Povera Sicilia, non conti una spazzola nello stato italiano, sei stata massacrata, defraudata, sfruttata, sei perennemente disprezzata, … servi solo ad essere messa in prima linea quando serve, ieri per nascondere chissà cosa a Pasquasia, oggi per fare da cuscinetto coi migranti o con qualche esaltato che decidesse di vendicarsi delle italiche malefatte, domani …!
Eppure, da qualche tempo, sugli organi d’informazione, … il nulla, o quasi!
D’altra parte che c’importa della Libia, dell’Africa? L’Africa, … schifiu!
E poi, volete mettere? Abbiamo tanti di quei problemi, dovremmo preoccuparci anche di questi quattro africani e delle caramelle che lanciamo loro?
Abbiamo il divo di Hollywood e la soubrette italiana che si lasciano, … che dolore!

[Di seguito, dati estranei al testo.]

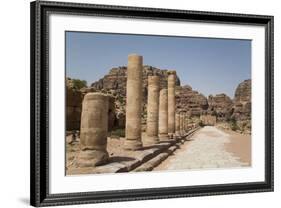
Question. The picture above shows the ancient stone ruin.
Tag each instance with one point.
(138, 96)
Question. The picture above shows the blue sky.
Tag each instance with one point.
(210, 66)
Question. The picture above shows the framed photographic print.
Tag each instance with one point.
(131, 103)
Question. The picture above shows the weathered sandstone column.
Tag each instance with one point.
(152, 110)
(93, 132)
(185, 122)
(163, 115)
(171, 102)
(133, 103)
(181, 123)
(178, 124)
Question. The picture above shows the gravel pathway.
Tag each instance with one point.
(205, 150)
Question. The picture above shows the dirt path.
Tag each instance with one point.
(211, 148)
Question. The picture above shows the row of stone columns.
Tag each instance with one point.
(161, 117)
(160, 106)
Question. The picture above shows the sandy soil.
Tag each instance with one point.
(211, 148)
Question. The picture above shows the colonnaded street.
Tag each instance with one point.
(210, 147)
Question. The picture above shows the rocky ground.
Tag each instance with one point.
(211, 148)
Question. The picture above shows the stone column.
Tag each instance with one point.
(133, 103)
(163, 115)
(178, 124)
(171, 102)
(152, 110)
(181, 123)
(185, 122)
(93, 132)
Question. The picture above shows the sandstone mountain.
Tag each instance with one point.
(236, 111)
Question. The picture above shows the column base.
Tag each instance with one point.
(132, 144)
(91, 158)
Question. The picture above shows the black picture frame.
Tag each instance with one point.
(39, 187)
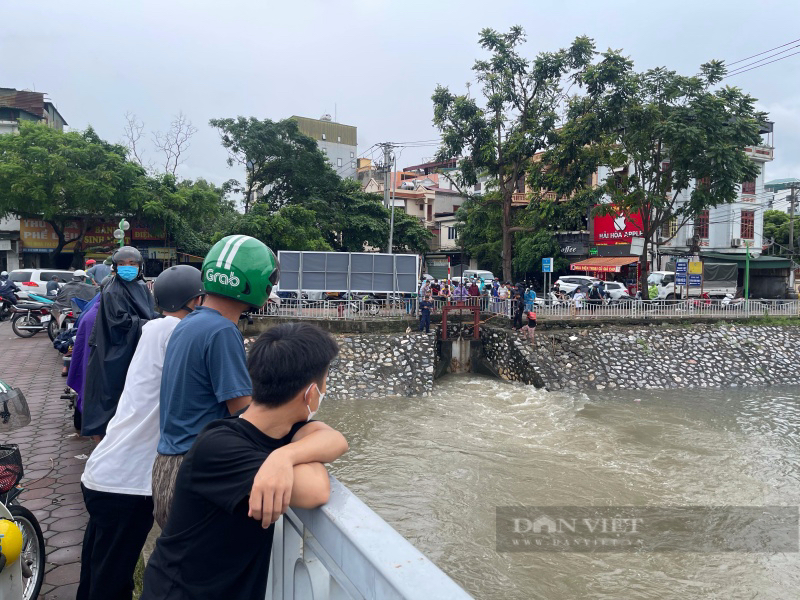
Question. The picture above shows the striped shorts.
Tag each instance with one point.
(165, 472)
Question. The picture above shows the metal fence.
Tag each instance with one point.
(545, 310)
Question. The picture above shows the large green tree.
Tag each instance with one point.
(289, 183)
(499, 133)
(66, 177)
(650, 135)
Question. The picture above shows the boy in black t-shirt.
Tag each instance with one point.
(215, 544)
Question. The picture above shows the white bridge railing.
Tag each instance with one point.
(545, 310)
(344, 551)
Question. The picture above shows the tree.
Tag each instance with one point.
(286, 170)
(280, 162)
(516, 119)
(652, 134)
(66, 177)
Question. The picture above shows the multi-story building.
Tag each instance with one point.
(339, 142)
(23, 105)
(17, 106)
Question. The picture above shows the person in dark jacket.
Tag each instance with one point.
(125, 306)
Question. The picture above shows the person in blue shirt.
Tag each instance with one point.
(425, 306)
(205, 373)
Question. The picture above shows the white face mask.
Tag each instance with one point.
(311, 413)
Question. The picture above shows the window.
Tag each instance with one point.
(748, 224)
(701, 225)
(670, 228)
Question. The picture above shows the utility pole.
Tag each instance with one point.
(792, 199)
(391, 219)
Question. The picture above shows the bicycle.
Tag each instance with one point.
(22, 548)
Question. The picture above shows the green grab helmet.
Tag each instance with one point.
(242, 268)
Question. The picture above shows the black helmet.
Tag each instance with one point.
(125, 253)
(176, 286)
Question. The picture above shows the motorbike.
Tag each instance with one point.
(29, 318)
(729, 303)
(22, 548)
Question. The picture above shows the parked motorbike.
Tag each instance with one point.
(29, 318)
(729, 303)
(22, 549)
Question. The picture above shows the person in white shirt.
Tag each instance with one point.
(116, 482)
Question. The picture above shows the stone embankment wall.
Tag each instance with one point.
(380, 365)
(698, 356)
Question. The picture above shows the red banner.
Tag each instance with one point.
(617, 229)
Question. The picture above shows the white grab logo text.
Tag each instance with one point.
(222, 278)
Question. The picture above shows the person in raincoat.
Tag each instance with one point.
(125, 306)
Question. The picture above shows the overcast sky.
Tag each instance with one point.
(375, 63)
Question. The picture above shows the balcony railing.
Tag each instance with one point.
(345, 551)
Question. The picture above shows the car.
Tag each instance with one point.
(484, 276)
(616, 290)
(569, 283)
(34, 281)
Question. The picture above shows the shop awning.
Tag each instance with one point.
(764, 261)
(604, 264)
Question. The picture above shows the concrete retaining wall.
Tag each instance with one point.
(699, 356)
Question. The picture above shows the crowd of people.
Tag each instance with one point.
(516, 301)
(192, 433)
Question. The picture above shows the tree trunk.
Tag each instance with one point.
(643, 271)
(507, 196)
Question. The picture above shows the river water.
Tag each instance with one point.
(435, 468)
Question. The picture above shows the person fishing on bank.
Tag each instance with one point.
(116, 482)
(125, 306)
(205, 371)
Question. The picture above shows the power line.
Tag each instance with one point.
(759, 66)
(760, 53)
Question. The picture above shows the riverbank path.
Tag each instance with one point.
(52, 454)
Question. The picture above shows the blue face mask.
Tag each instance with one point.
(128, 273)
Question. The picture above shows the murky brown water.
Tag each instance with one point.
(436, 468)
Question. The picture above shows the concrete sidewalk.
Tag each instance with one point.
(52, 455)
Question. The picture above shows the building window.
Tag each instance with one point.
(670, 228)
(748, 227)
(701, 225)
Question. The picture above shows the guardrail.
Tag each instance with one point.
(344, 550)
(545, 309)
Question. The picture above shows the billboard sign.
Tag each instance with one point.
(617, 228)
(348, 271)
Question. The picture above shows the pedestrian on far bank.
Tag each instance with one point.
(425, 307)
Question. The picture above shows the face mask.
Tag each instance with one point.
(128, 273)
(311, 413)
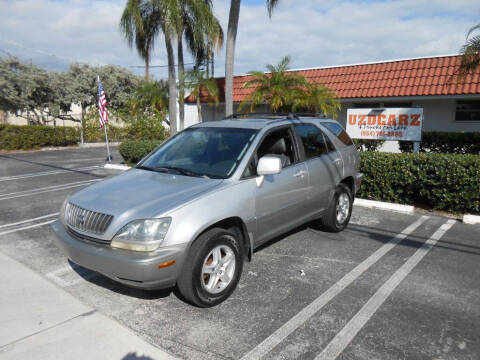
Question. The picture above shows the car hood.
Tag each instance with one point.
(138, 194)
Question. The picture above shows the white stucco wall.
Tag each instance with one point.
(439, 114)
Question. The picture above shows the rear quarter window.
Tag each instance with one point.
(339, 132)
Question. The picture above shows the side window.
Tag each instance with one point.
(277, 143)
(339, 132)
(330, 146)
(313, 140)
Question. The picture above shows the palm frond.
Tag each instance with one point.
(271, 4)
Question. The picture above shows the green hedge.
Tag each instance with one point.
(14, 137)
(448, 182)
(133, 151)
(368, 145)
(446, 142)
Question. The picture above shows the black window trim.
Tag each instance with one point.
(297, 154)
(465, 110)
(322, 131)
(333, 134)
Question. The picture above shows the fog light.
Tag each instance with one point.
(165, 264)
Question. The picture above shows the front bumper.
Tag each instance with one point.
(136, 269)
(358, 182)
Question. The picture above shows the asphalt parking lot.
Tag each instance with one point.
(391, 286)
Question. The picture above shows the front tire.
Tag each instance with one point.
(212, 268)
(340, 210)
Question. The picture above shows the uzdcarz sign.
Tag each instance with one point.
(401, 124)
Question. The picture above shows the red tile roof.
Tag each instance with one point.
(413, 77)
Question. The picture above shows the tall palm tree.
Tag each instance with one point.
(138, 27)
(199, 83)
(164, 16)
(318, 99)
(470, 54)
(202, 31)
(277, 88)
(230, 49)
(286, 91)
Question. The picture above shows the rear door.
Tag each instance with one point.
(323, 174)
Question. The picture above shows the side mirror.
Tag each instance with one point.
(269, 165)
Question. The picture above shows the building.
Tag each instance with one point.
(429, 83)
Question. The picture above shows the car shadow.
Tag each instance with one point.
(380, 235)
(134, 356)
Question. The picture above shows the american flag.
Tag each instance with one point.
(102, 104)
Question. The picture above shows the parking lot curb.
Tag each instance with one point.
(471, 219)
(116, 167)
(405, 209)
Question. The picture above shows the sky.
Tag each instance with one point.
(315, 33)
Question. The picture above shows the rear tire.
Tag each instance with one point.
(340, 210)
(212, 268)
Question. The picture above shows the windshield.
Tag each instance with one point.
(209, 152)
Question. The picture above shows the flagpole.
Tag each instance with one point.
(103, 114)
(109, 158)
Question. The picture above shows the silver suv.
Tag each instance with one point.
(193, 210)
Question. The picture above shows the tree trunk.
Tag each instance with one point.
(181, 83)
(147, 67)
(83, 128)
(213, 64)
(199, 108)
(172, 86)
(230, 54)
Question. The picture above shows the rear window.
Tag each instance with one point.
(339, 132)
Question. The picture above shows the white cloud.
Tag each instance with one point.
(313, 32)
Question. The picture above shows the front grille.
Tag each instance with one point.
(87, 220)
(87, 239)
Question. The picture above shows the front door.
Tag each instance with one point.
(280, 199)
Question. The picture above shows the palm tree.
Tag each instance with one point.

Abbiamo il matrimonio del “ministro più bella del mondo”, con un presidente del consiglio a far da testimone, mica bruscolini …!
Abbiamo la scampagnata di Pontida e qualche ministero da spostare in Brianza!
Abbiamo un presidente del consiglio dei ministri in ansia per la nipote di Mubarak che sta male!
Abbiamo il processo a Fede, Mora e Minetti mica per truffa ai danni dello stato, no, semplicemente per favoreggiamento alla prostituzione anche minorile!
Ci sono gli omicidi di due bambine e della moglie di un caporalmaggiore su cui imbastire interminabili trasmissioni strappalacrime!
Soprattutto, siamo stati in ansia per la scelta del nuovo allenatore dell’Inter!
E poi, … e poi, … c’è da preparare “la notte rosa” del primo di luglio in riviera romagnola, centodieci chilometri di spettacoli, concerti, mostre, fuochi d’artificio e tante belle sorprese, all’insegna del tema del “sogno”! Mica roba da niente!
E dovremmo rovinare i “sogni” dell’Italia balneare? Ma neanche per “sogno”, è proprio il caso di dirlo!
Nel frattempo, credo che continuerò a sentire il rombo degli aerei che vanno da nord verso sud e, poi, ritornano da sud verso nord!
Alla faccia del sogno … e dell’italica minchioneria!